Participants also indicated that the system at clinics and hospitals should be improved to decrease the waiting time before being attended to. During site visits to the Northern Cape in the first year of the SAMHAM implementation plan, mental health care users noted that long waiting times at clinics were often the cause of non-compliance. mental health care users from the Northern Cape said that they became despondent just thinking of having to sit at clinics for hours, or at times, for most of the day, waiting to be attended to. They then opted not to go at all. It would be interesting to know whether the long waiting time had the same impact on treatment compliance in other provinces, as was the case in the Northern Cape.
 
80% of mental health care users noted that they had been treated in a friendly manner by staff when visiting their local clinic or hospital, while 64% noted that they had been treated with dignity and respect. 45% noted that they had been listened to and 45% noted that they had been given the opportunity to participate in their own treatment plans. Only 4% noted that they had been treated with no dignity or respect, while 10% indicated that they had not been given the opportunity to participate in their own treatment plans.
 
The high ratings of mental health care users who noted a positive experience in terms of staff attitudes (treating them in a friendly manner and with dignity and respect) when visiting the clinic or hospital was encouraging to see.
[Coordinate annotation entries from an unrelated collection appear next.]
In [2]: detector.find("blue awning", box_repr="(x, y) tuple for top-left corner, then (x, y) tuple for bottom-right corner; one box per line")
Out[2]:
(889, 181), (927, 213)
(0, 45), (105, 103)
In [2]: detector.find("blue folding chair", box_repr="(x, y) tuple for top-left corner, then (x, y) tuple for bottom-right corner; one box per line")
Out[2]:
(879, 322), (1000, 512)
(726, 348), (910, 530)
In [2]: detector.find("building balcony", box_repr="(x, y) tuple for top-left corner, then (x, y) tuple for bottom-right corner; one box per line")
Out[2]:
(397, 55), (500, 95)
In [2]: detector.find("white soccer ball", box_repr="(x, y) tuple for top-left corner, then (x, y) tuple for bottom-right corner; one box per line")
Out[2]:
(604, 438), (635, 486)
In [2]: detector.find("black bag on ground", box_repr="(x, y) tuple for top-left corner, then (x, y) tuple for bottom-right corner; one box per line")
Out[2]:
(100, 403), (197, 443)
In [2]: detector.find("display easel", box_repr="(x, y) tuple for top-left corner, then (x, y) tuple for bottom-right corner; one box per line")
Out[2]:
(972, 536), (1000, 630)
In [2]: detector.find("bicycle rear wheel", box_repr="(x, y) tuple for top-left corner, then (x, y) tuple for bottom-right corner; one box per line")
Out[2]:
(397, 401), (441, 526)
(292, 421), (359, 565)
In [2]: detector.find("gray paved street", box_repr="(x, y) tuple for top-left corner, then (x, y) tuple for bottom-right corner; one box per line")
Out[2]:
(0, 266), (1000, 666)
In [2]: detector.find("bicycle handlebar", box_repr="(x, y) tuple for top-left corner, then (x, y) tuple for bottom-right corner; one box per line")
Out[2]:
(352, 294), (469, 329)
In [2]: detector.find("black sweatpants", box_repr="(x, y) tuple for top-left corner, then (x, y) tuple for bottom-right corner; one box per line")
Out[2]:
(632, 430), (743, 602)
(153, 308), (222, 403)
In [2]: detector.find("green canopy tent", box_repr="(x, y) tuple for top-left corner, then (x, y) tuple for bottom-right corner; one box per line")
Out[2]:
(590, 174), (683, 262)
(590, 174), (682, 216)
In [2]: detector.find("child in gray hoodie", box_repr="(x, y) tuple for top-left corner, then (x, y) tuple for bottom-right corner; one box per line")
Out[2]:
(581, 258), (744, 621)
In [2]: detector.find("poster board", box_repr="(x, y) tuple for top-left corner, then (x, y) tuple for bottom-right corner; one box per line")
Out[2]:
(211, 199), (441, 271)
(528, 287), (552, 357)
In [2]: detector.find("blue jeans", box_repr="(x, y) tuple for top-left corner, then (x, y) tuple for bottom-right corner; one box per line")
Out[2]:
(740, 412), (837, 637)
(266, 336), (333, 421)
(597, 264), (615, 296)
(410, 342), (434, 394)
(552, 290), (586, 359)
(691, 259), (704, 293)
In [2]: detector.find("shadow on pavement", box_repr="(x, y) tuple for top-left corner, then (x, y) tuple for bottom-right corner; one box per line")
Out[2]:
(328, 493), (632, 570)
It was however concerning to note that less than half (45%) of the participants said that they were listened to and had been given the opportunity to participate in their own treatment plans. Treatment and management of mental health conditions should always take the views and opinions of mental health care users into consideration when it comes to decision-making related to their treatment plans, and should allow mental health care users to be active participants. Failure or reluctance to listen to mental health care users or allowing them to have a say in their own treatment plans relates to disempowerment and taking away their voices – which is essentially in contradiction with national and international human rights instruments.
 
The lower ratings which indicated a negative experience in terms of staff attitudes towards mental health care users were from Limpopo (10% not being given the opportunity to participate in their own treatment plan) and from Western Cape (4% not having been treated with dignity or respect). Even though it was positive to note that incidents of negative experiences by mental health care users were low, mental health care users’ rights should be non-negotiable and there should be a no tolerance policy for any form of ill-treatment by clinic and hospital staff. Furthermore, mental health care users' rights to be involved in their own lives and medical affairs should be upheld at all times.